The Prevalence of CYP2C19 Polymorphism in Patients with Symptomatic Intracranial Atherosclerosis Open Access

Ischemic stroke is a common disease and the leading cause of disability and death. Large vessel atherosclerosis accounts for most of the ischemic stroke cases. Among patients with atherosclerosis, intracranial artery stenosis is common among Asian population [1]. In our previous study, intracranial atherosclerosis is the cause of ischemic stroke in 51% of the patients who had large vessel atherosclerosis, categorized by Trial of ORG 10172 in Acute Stroke Treatment (TOAST) classification [2].

Symptomatic intracranial stenosis can lead to significant cerebrovascular events such as transient ischemic stroke (TIA) or ischemic stroke. In managing this condition, dual antiplatelet therapy (DAPT), which typically involves the administration of aspirin and clopidogrel, has been a subject of extensive research and discussion. The efficacy of DAPT in preventing recurrent strokes in patients with symptomatic intracranial stenosis has been supported by various studies [3, 4]. For instance, the SAMMPRIS trial highlighted the potential benefits of aggressive medical therapy, including DAPT, for patients with high-grade intracranial atherosclerosis. Therefore, the recent American Stroke Association guideline also suggests combination of aspirin and clopidogrel for 3 months in patients with symptomatic intracranial atherosclerosis [5].
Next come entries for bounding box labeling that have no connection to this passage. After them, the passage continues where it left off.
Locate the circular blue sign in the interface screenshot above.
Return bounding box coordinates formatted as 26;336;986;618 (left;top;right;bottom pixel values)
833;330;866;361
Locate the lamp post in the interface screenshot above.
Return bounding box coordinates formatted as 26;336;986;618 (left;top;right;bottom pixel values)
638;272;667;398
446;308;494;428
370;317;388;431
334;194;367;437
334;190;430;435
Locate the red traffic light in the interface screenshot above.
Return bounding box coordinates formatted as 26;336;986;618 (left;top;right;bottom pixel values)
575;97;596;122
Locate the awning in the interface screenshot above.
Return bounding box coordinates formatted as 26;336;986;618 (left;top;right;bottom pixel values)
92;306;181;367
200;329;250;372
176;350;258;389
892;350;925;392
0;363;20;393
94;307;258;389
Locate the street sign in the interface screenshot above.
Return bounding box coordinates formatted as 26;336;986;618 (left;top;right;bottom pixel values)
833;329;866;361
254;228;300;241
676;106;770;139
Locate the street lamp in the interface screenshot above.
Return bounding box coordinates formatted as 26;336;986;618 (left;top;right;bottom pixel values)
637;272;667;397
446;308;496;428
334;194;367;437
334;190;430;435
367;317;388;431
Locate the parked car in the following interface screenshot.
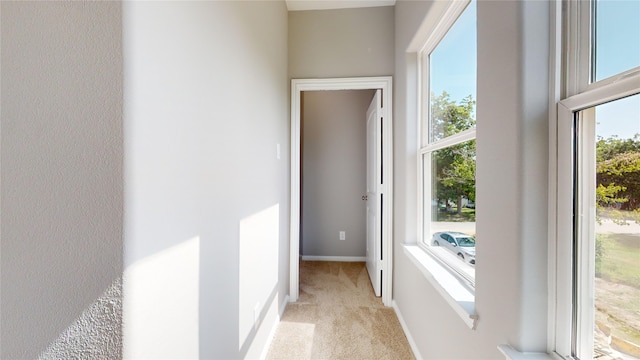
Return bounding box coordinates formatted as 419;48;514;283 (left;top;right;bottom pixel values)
432;231;476;265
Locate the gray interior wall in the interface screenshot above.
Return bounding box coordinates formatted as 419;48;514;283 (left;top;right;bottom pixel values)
301;90;374;256
289;7;394;79
0;1;123;359
123;1;289;359
393;1;549;359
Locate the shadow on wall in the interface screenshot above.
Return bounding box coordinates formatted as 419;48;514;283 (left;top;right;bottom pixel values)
38;278;122;360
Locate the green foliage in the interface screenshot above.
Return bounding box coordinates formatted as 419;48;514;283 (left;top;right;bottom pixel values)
596;134;640;163
596;142;640;211
431;92;476;214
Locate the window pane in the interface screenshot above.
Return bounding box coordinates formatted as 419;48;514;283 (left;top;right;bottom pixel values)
423;140;476;265
593;0;640;81
591;95;640;359
429;1;477;143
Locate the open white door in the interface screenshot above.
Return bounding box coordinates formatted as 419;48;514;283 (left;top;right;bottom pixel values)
365;90;383;296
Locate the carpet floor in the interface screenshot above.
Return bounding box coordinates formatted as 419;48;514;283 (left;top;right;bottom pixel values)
267;261;415;360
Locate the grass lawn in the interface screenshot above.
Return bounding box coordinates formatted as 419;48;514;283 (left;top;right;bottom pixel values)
596;234;640;344
599;234;640;290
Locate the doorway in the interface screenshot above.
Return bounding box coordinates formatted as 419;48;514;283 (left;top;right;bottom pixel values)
289;77;393;306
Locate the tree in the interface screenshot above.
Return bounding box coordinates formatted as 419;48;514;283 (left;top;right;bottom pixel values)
430;91;476;214
596;134;640;224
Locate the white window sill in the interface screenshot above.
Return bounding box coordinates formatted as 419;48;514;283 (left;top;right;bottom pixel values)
498;345;554;360
404;245;478;330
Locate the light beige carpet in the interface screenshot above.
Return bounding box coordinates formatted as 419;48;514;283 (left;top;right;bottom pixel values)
267;261;415;360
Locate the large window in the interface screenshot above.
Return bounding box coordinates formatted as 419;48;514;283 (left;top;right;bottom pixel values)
418;1;477;288
552;0;640;359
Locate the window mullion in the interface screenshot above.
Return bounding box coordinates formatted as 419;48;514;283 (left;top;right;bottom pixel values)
420;128;476;154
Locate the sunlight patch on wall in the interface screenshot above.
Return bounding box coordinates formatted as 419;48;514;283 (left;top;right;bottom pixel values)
238;204;280;346
124;237;200;359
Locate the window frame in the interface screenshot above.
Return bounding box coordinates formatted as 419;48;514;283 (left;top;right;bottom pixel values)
549;0;640;359
416;0;476;293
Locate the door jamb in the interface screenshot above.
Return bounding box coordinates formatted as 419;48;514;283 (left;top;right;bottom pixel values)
289;76;393;306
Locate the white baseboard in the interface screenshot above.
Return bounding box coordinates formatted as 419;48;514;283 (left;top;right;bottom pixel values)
260;295;289;360
302;255;367;262
391;300;422;360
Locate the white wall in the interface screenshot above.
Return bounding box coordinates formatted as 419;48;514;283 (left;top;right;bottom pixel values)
394;1;549;359
289;7;394;79
0;1;123;359
123;1;289;359
300;90;374;257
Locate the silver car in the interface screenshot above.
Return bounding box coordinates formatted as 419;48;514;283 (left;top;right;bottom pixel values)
432;231;476;265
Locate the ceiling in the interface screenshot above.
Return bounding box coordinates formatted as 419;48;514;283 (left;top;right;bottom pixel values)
286;0;396;11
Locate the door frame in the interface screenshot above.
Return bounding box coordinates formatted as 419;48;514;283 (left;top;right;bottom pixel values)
289;76;393;306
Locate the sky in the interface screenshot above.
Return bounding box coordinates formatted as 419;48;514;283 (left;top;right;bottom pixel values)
430;0;640;139
595;0;640;139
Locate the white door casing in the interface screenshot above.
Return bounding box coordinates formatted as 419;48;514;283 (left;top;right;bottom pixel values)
365;90;382;296
289;76;393;306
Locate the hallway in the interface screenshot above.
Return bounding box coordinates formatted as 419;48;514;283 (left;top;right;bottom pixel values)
267;261;414;360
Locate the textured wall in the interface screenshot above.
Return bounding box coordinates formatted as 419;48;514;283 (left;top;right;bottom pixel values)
0;1;123;359
38;279;122;360
301;90;374;256
123;1;289;359
289;7;394;79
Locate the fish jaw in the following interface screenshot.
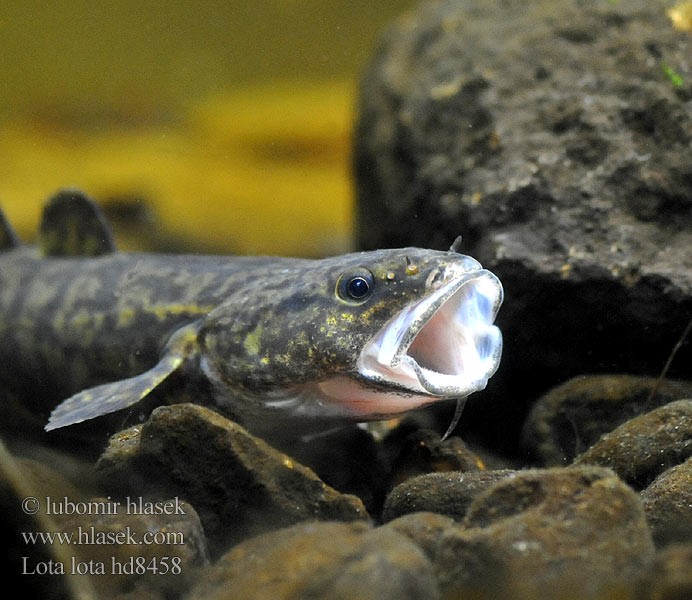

Clopidogrel is a medication used to prevent blood clots in patients with certain cardiovascular conditions, and its effectiveness can be influenced by genetic variations. The CYP2C19 enzyme, encoded by the CYP2C19 gene, is crucial for converting clopidogrel into its active form. Variations in the CYP2C19 gene can lead to different metabolic rates which can affect the drug’s efficacy and safety. The Clinical Pharmacogenetics Implementation Consortium (CPIC) provides guidelines for clopidogrel therapy based on CYP2C19 genotype, suggesting alternative treatments for those identified as poor metabolizers to ensure optimal therapeutic outcomes [6]. Poor metabolizers due to having little or no CYP2C19 enzyme activity have been reported in 2–14% of the population, depending on the ethnicity [7].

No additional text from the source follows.